Eso genera un fenómeno que se repite históricamente:
cuando los aliados estratégicos de Occidente protagonizan una guerra, el lenguaje mediático cambia.
Las palabras se suavizan.
no se habla de genocidio
se habla de “operaciones militares”
se habla de “respuesta defensiva”
se habla de “daños colaterales”
Mientras tanto, las imágenes que circulan también pasan por un filtro.
Si Israel es atacado, las imágenes recorren el mundo en minutos.
Pero cuando los bombardeos afectan barrios enteros en Gaza o infraestructura civil en países de la región, la cobertura se vuelve más fragmentada y menos visible.
El conflicto que se expande
La guerra ya no es solo Gaza.
También alcanzó zonas del Líbano y elevó la tensión con la República Islámica de Irán.

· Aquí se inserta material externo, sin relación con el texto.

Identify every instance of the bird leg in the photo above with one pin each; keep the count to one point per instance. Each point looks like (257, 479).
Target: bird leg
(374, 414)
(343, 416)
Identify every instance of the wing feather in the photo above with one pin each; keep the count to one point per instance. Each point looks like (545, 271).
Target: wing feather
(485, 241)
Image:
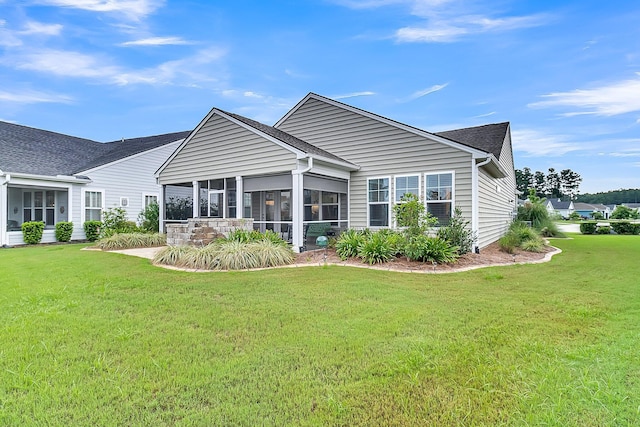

Sin embargo, en gran parte del discurso mediático occidental se presenta a Irán exclusivamente como el agresor potencial, mientras se omite discutir el rol que tuvieron las operaciones militares previas que escalaron el conflicto.
Ese recorte informativo condiciona la percepción pública y define quién aparece como víctima y quién como responsable.
Democracia, censura y judicialización
Otro fenómeno preocupante es la creciente judicialización de las opiniones críticas.
Periodistas, analistas o activistas que denuncian las acciones del gobierno israelí o el rol de Estados Unidos en la guerra enfrentan campañas de presión, denuncias o intentos de desacreditación.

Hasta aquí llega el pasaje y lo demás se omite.